ECLI:NL:RBDHA:2023:11565
Rechtbank Den Haag
- Eerste aanleg - enkelvoudig
- Rechtspraak.nl
Afwijzing verzoek voorlopige voorziening in vreemdelingenzaak zonder gronden
In deze zaak heeft de voorzieningenrechter van de Rechtbank Den Haag op 14 juli 2023 uitspraak gedaan in een verzoek om een voorlopige voorziening. De verzoeker, een vreemdeling, had een aanvraag ingediend voor een verblijfsvergunning regulier voor bepaalde tijd, welke door de staatssecretaris van Justitie en Veiligheid op 1 juli 2022 was afgewezen. Na deze afwijzing heeft de verzoeker bezwaar gemaakt, maar het bezwaar werd door de staatssecretaris niet-ontvankelijk verklaard op 18 augustus 2022. Hierop heeft de verzoeker beroep ingesteld tegen dit bestreden besluit.
De voorzieningenrechter heeft het verzoek om een voorlopige voorziening behandeld zonder zitting, op basis van artikel 8:83, derde lid, van de Algemene wet bestuursrecht (Awb). De rechter heeft vastgesteld dat het verzoekschrift van de verzoeker geen gronden bevatte, zoals vereist volgens artikel 6:5, eerste lid, aanhef en onder d, van de Awb. De voorzieningenrechter heeft de verzoeker in een aangetekende brief van 22 juli 2022 verzocht om binnen twee weken alsnog gronden in te dienen, maar hierop is geen reactie ontvangen.
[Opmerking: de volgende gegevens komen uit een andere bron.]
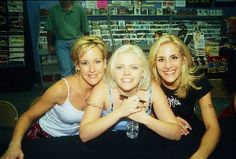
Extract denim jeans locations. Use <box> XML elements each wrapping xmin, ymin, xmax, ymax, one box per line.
<box><xmin>55</xmin><ymin>39</ymin><xmax>75</xmax><ymax>77</ymax></box>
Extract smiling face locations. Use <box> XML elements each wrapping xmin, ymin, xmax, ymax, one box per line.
<box><xmin>113</xmin><ymin>52</ymin><xmax>144</xmax><ymax>94</ymax></box>
<box><xmin>77</xmin><ymin>47</ymin><xmax>106</xmax><ymax>87</ymax></box>
<box><xmin>155</xmin><ymin>42</ymin><xmax>185</xmax><ymax>89</ymax></box>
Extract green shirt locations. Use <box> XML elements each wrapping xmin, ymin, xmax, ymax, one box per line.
<box><xmin>46</xmin><ymin>3</ymin><xmax>89</xmax><ymax>40</ymax></box>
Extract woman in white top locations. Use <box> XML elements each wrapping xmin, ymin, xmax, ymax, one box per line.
<box><xmin>1</xmin><ymin>35</ymin><xmax>107</xmax><ymax>159</ymax></box>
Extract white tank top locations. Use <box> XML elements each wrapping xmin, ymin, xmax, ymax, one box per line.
<box><xmin>39</xmin><ymin>78</ymin><xmax>84</xmax><ymax>137</ymax></box>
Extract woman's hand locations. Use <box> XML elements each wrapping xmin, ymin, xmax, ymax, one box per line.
<box><xmin>1</xmin><ymin>145</ymin><xmax>24</xmax><ymax>159</ymax></box>
<box><xmin>117</xmin><ymin>95</ymin><xmax>143</xmax><ymax>117</ymax></box>
<box><xmin>128</xmin><ymin>107</ymin><xmax>147</xmax><ymax>123</ymax></box>
<box><xmin>176</xmin><ymin>116</ymin><xmax>192</xmax><ymax>136</ymax></box>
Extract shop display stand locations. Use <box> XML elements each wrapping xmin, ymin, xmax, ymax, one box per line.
<box><xmin>0</xmin><ymin>0</ymin><xmax>33</xmax><ymax>92</ymax></box>
<box><xmin>37</xmin><ymin>7</ymin><xmax>60</xmax><ymax>88</ymax></box>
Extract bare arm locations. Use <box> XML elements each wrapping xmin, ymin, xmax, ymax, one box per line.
<box><xmin>47</xmin><ymin>31</ymin><xmax>55</xmax><ymax>54</ymax></box>
<box><xmin>80</xmin><ymin>82</ymin><xmax>142</xmax><ymax>142</ymax></box>
<box><xmin>1</xmin><ymin>80</ymin><xmax>68</xmax><ymax>159</ymax></box>
<box><xmin>190</xmin><ymin>92</ymin><xmax>220</xmax><ymax>159</ymax></box>
<box><xmin>80</xmin><ymin>82</ymin><xmax>121</xmax><ymax>142</ymax></box>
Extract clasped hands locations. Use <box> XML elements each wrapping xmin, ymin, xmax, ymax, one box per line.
<box><xmin>119</xmin><ymin>94</ymin><xmax>192</xmax><ymax>135</ymax></box>
<box><xmin>176</xmin><ymin>116</ymin><xmax>192</xmax><ymax>136</ymax></box>
<box><xmin>119</xmin><ymin>95</ymin><xmax>148</xmax><ymax>123</ymax></box>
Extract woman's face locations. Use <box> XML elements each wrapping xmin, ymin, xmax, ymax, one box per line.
<box><xmin>113</xmin><ymin>52</ymin><xmax>143</xmax><ymax>94</ymax></box>
<box><xmin>155</xmin><ymin>42</ymin><xmax>184</xmax><ymax>89</ymax></box>
<box><xmin>77</xmin><ymin>47</ymin><xmax>106</xmax><ymax>87</ymax></box>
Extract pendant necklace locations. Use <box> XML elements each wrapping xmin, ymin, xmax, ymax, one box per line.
<box><xmin>74</xmin><ymin>74</ymin><xmax>89</xmax><ymax>103</ymax></box>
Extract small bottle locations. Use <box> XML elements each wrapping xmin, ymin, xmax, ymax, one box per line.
<box><xmin>126</xmin><ymin>119</ymin><xmax>139</xmax><ymax>139</ymax></box>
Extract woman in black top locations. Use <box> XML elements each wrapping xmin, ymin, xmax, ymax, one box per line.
<box><xmin>148</xmin><ymin>34</ymin><xmax>220</xmax><ymax>159</ymax></box>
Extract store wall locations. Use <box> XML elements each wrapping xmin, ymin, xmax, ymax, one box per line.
<box><xmin>25</xmin><ymin>1</ymin><xmax>236</xmax><ymax>77</ymax></box>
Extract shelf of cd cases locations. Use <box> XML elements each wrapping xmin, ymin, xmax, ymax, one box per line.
<box><xmin>86</xmin><ymin>4</ymin><xmax>226</xmax><ymax>76</ymax></box>
<box><xmin>0</xmin><ymin>0</ymin><xmax>35</xmax><ymax>92</ymax></box>
<box><xmin>37</xmin><ymin>8</ymin><xmax>60</xmax><ymax>88</ymax></box>
<box><xmin>0</xmin><ymin>0</ymin><xmax>25</xmax><ymax>68</ymax></box>
<box><xmin>87</xmin><ymin>3</ymin><xmax>224</xmax><ymax>53</ymax></box>
<box><xmin>88</xmin><ymin>14</ymin><xmax>223</xmax><ymax>55</ymax></box>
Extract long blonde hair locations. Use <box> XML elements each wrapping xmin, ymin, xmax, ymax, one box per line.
<box><xmin>148</xmin><ymin>34</ymin><xmax>202</xmax><ymax>98</ymax></box>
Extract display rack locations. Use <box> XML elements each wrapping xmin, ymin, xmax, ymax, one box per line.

Gelet op het ontbreken van gronden heeft de voorzieningenrechter het verzoek kennelijk niet-ontvankelijk verklaard. De rechter heeft ook aangegeven dat er geen aanleiding is voor een proceskostenveroordeling. De uitspraak is openbaar gemaakt en er staat geen rechtsmiddel open tegen deze beslissing.